In [1]:
%load_ext autoreload
%autoreload 2
is_cuda = True

# Overview

This notebook is a more advanced demo on how to create perturbations for the Natural Language Inference task, using [SNLI dataset](https://www.google.com/search?hl=zh-CN&q=huggingface+snli). It describes in detail the running steps in Tailor (i.e., explains the implementation logic to some extent). If this does not look like the level of detail you are looking for, we recommend checking out the Basic Demo notebook.

## Load the data

In [2]:
import datasets
import pandas as pd

In [3]:
def show_as_dataframe(list_of_namedtuples, keys=None):
    if isinstance(list_of_namedtuples[0], list):
        if not keys:
            keys = range(len(list_of_namedtuples))
        return pd.concat([pd.DataFrame(tup_list) for tup_list in list_of_namedtuples], keys=keys)
    return pd.DataFrame(list_of_namedtuples)

In [4]:
# load the data
snli = datasets.load_dataset("snli")
# since SNLI has sentence pairs of (premise, hypothesis), 
# here we denote the perturbation target as the hypothesis sentence.
key_to_perturb = "hypothesis"

Reusing dataset snli (/home/wtshuang/.cache/huggingface/datasets/snli/plain_text/1.0.0/1f60b67533b65ae0275561ff7828aad5ee4282d0e6f844fd148d05d3c6ea251b)

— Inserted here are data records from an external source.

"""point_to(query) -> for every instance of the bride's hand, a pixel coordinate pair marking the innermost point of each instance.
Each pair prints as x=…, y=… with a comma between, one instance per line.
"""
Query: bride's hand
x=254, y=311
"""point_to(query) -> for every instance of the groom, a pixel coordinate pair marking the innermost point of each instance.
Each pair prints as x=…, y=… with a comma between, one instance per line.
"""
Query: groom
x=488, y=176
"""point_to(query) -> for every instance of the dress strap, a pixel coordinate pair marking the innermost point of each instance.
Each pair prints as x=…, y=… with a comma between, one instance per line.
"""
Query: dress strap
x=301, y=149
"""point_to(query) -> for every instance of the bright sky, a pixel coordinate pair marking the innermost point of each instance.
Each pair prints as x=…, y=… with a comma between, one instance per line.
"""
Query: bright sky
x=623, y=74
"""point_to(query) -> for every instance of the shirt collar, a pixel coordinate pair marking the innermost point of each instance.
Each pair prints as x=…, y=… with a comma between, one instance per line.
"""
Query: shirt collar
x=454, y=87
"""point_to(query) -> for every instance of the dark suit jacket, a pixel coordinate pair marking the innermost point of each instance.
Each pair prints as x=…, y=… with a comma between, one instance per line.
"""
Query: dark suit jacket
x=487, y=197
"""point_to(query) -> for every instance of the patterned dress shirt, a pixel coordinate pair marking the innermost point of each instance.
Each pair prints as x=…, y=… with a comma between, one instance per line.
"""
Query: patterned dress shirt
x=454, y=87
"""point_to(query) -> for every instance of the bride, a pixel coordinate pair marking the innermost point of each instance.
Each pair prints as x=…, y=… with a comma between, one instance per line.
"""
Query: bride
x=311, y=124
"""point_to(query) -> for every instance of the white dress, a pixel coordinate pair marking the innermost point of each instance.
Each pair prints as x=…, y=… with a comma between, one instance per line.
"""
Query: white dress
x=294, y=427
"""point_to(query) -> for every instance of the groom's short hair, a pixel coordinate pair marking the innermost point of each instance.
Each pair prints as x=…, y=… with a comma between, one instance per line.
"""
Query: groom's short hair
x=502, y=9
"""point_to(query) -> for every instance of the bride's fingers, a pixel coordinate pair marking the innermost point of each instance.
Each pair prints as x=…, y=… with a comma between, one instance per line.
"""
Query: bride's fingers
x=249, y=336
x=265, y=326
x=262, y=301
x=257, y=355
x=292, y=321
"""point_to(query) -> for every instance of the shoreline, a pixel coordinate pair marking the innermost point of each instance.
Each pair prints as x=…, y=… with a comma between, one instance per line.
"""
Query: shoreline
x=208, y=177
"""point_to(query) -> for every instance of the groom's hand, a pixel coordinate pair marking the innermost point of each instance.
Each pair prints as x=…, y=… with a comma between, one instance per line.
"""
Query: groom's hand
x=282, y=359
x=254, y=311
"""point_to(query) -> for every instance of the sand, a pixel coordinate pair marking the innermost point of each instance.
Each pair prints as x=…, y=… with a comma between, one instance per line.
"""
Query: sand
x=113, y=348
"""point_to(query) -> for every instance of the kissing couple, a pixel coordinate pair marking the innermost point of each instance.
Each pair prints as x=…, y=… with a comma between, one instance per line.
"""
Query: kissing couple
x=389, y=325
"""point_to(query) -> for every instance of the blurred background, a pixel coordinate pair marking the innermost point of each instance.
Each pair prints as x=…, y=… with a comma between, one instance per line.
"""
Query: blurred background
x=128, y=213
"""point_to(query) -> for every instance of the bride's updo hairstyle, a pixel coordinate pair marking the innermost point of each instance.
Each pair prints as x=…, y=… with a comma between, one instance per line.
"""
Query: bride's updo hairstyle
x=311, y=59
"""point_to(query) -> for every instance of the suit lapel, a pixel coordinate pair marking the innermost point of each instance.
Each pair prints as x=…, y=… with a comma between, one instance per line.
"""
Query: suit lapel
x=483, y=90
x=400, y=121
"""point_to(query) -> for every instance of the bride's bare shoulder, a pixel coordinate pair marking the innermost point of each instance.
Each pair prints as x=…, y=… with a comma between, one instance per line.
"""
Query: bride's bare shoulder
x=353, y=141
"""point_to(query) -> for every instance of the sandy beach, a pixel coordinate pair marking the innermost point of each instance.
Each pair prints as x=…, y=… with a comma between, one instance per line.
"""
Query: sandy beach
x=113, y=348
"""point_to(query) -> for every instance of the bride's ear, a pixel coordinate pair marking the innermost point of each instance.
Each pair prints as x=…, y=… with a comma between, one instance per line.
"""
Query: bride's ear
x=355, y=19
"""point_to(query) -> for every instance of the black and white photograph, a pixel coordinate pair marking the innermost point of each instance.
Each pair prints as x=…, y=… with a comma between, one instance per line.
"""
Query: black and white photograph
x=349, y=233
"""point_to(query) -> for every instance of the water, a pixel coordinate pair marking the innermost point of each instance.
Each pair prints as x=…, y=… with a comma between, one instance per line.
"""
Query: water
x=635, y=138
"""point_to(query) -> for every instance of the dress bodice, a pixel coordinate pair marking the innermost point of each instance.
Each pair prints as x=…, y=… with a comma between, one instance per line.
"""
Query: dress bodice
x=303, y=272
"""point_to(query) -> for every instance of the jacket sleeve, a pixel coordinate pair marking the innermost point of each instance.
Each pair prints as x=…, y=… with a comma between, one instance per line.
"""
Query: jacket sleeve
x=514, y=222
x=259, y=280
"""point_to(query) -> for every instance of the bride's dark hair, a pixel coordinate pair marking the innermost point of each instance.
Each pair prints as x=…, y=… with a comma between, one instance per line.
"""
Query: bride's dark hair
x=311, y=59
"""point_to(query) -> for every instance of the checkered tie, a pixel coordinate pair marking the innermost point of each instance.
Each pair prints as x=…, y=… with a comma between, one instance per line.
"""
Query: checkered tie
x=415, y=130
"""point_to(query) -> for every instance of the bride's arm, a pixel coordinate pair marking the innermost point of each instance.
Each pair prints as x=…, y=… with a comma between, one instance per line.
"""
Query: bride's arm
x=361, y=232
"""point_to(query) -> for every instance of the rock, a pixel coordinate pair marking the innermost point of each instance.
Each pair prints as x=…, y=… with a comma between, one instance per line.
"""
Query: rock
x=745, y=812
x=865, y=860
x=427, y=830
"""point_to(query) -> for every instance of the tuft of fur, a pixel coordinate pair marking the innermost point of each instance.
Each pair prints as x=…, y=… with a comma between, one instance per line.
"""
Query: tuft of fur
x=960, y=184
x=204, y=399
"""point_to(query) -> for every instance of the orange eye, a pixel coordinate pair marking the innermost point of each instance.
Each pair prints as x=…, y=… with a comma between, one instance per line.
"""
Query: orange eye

  0%|          | 0/3 [00:00<?, ?it/s]

In [5]:
# take a look as some randome sentences in the training dataset
data_dict = snli["train"][:5]
sentences = data_dict[key_to_perturb]
sentences

['A person is training his horse for a competition.',
 'A person is at a diner, ordering an omelette.',
 'A person is outdoors, on a horse.',
 'They are smiling at their parents',
 'There are children present']

## Preprocess the data

Tailor handles semantic perturbation by taking advantage of sentences' semantic roles. Thus, we need to do some preprocessing to augment the texts with semantic features. We provide:
- built-in SpaCy processor, and 
- SRL tagger ([default model from AllenNLP](https://demo.allennlp.org/semantic-role-labeling)).

In [6]:
from tailor.steps.process_with_spacy import GetSpacyModel, ProcessWithSpacy

# there are also two additional default parameters; Can change them if you need.
# spacy_model_name="en_core_web_sm"
# use_white_space_tokenizer=False
spacy_model = GetSpacyModel().run(parse=True)
spacy_outputs = ProcessWithSpacy().run(sentences=sentences, spacy_model=spacy_model)
spacy_outputs

[A person is training his horse for a competition.,
 A person is at a diner, ordering an omelette.,
 A person is outdoors, on a horse.,
 They are smiling at their parents,
 There are children present]

In [7]:
import logging
logging.getLogger("allennlp").setLevel("ERROR")

from tailor.steps.get_srl_tags import GetSRLTags
# the spacy-processed docs can be passed for getting the SRL labels
processed_sentences = GetSRLTags().run(spacy_outputs=spacy_outputs)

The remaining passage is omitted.